Ambalamkunnu, also spelled as Ampalamkunnu, is a small temple town in the Indian state of Kerala. It is situated 25 kilometers from Kollam, located at 76.90 °E 9.00 °N. It's a hilly area and houses a large number of temples.

Some of the temples are: Valiya Vila Bhagavathy temple, Nettayam Indilayappa swami temple, Meeyanakkavu Devi temple, Kayila Madan Kavu, Cheruvakkal Dharma Saastha temple, Vaaliyode Madan temple, Nelliparampu Sreekrishna Swami temple.

Some of the nearby places are Kottarakara, Roaduvila, Odanavattom, Oyoor, Kottiyam, Chathannoor Anchal, Kulathupuzha, Pooyapally, Veliyam and Punalur.

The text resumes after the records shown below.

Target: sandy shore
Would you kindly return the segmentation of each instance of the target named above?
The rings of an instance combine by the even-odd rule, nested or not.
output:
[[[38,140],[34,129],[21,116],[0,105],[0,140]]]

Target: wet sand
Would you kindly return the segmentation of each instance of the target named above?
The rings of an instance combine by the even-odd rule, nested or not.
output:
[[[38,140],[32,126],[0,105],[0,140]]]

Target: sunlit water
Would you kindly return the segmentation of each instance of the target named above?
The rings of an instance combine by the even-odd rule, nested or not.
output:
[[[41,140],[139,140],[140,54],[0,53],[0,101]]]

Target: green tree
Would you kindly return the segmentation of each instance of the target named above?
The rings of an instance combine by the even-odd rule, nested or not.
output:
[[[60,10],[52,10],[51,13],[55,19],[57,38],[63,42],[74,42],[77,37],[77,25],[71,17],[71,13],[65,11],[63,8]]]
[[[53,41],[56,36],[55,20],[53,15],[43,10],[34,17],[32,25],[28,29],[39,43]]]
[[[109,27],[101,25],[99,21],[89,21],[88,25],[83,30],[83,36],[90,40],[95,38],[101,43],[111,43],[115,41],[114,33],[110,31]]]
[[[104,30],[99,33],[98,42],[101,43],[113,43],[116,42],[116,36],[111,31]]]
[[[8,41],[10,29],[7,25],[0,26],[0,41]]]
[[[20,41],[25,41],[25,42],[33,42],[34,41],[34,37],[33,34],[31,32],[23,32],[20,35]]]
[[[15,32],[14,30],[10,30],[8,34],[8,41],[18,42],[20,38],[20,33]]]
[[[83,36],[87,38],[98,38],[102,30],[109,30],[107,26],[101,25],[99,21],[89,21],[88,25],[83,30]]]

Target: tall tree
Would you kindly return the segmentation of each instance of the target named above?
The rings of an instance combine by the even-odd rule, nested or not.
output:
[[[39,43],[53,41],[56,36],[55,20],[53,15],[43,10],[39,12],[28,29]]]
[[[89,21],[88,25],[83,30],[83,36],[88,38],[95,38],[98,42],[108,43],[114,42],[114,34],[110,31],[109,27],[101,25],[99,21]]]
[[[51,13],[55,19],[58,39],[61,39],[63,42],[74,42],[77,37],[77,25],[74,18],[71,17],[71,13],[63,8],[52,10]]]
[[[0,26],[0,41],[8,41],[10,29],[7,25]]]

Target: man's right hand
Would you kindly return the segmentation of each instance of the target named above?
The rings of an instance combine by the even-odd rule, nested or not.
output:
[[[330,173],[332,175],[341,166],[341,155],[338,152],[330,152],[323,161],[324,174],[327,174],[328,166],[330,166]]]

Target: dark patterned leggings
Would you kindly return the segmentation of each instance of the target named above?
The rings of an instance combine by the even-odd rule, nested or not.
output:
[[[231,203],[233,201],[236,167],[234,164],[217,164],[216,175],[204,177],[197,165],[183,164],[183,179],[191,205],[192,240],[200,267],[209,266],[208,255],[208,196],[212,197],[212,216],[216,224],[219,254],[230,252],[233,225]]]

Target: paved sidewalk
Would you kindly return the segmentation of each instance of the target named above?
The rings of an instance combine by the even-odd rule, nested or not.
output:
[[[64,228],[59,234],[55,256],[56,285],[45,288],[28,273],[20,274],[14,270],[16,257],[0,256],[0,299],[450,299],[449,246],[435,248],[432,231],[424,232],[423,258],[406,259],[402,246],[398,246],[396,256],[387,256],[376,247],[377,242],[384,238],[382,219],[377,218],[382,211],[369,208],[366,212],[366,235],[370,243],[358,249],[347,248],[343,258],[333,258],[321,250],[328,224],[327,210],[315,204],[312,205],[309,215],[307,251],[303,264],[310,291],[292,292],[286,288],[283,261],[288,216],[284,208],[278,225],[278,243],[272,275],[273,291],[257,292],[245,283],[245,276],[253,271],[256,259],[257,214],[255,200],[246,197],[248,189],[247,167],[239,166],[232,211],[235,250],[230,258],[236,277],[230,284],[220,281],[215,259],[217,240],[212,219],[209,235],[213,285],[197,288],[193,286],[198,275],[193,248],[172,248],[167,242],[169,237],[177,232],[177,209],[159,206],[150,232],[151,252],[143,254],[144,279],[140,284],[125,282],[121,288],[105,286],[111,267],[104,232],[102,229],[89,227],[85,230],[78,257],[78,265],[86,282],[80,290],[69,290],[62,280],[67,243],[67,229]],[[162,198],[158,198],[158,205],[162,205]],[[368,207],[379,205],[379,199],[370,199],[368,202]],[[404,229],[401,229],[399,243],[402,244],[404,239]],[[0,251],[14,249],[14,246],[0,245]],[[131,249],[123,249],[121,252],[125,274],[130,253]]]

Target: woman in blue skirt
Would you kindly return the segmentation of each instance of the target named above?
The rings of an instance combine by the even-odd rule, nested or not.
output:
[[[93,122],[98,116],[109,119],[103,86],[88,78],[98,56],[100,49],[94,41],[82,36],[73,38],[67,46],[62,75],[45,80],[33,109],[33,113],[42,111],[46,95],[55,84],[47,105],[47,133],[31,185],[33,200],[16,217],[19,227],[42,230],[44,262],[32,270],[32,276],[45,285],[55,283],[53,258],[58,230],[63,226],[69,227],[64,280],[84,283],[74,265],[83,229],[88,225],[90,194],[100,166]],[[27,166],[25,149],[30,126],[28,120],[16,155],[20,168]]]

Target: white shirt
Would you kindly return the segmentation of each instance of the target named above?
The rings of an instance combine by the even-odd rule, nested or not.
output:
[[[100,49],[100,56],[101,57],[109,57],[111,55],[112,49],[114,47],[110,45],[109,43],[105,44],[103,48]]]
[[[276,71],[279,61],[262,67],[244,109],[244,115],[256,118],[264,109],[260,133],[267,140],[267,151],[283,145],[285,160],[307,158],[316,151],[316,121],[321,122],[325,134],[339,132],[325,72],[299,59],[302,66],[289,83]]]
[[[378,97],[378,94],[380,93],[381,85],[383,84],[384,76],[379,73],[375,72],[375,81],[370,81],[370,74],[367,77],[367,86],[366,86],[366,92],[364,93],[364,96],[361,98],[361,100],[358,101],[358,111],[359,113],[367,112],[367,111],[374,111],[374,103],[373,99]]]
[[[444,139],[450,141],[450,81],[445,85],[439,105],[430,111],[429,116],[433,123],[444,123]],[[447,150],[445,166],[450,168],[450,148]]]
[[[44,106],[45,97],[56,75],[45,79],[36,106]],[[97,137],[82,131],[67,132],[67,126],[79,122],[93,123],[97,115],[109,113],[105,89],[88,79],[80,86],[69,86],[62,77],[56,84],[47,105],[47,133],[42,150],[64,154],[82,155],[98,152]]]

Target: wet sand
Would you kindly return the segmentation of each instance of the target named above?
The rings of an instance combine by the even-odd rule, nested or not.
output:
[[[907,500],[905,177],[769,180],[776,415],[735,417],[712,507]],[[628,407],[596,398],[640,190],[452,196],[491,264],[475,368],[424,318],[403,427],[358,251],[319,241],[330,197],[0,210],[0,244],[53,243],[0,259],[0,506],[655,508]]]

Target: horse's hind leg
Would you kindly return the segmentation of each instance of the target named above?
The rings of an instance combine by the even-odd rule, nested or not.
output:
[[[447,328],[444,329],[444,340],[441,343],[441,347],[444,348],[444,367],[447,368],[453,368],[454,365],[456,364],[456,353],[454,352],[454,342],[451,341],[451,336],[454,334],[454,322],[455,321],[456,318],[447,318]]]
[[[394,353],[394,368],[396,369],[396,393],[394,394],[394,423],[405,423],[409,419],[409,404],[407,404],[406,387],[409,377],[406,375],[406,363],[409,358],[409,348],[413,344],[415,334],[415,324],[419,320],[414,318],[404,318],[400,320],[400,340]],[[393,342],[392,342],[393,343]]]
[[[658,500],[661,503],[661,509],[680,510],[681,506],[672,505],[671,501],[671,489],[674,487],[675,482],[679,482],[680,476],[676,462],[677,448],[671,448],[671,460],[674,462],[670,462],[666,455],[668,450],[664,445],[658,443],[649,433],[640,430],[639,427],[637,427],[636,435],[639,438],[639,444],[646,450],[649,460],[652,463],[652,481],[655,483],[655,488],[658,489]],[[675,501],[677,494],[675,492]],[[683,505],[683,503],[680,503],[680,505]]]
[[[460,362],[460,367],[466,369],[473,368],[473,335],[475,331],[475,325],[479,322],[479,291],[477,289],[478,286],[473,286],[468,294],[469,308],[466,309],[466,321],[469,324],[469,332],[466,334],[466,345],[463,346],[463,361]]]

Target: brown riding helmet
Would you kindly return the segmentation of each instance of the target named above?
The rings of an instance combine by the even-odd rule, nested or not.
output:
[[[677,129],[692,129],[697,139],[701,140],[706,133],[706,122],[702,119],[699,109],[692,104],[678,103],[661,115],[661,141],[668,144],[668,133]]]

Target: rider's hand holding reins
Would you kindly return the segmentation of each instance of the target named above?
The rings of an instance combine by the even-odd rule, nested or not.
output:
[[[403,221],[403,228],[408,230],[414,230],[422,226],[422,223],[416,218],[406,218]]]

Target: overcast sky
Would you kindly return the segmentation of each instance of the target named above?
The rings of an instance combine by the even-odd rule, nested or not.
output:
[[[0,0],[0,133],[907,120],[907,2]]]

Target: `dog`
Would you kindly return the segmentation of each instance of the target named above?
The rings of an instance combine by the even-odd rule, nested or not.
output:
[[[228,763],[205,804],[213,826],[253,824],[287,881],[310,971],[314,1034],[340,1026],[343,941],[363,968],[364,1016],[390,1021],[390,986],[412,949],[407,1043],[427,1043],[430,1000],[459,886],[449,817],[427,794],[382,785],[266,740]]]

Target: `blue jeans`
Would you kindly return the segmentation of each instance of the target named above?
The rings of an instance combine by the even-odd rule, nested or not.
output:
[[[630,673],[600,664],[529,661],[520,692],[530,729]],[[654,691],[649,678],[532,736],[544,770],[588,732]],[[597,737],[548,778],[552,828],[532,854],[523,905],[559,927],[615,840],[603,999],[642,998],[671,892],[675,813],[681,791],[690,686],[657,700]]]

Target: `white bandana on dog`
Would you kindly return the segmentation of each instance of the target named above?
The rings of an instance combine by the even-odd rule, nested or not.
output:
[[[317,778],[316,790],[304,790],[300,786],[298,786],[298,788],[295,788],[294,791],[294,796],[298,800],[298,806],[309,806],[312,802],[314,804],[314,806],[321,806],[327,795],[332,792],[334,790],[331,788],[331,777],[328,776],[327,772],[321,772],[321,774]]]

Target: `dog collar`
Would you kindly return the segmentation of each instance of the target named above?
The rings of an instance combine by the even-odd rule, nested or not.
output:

The main agricultural products of surrounding areas are rubber, rice, wheat black pepper and other spices.

The Ambalamkunnu bend on the NC road has seen many accidents and the residents have requested adequate safety measures.

==Religion==
The majority of the population belongs to the Hindu religion(60%). The town also has a sizeable Muslim(30%) population and the Christian population is around 10%. Among Hindus, Ezhava caste forms the dominant community with 60% of Hindus. The rest are Nairs(17%), Viswakarmas(5%), Dalit(15%). Others form 3%.

==Festivals==
The famous festival here is Onam. It's celebrated by all people regardless of their caste and religion. The main festivals among Hindus are Deepavali, vishu and the Karthika festival. Muslims celebrate Valiya Perunnal, Cheriya Perunnal and Nabi Jayanthi. Christmas is celebrated not only by Christians but also by some sections of Hindus too.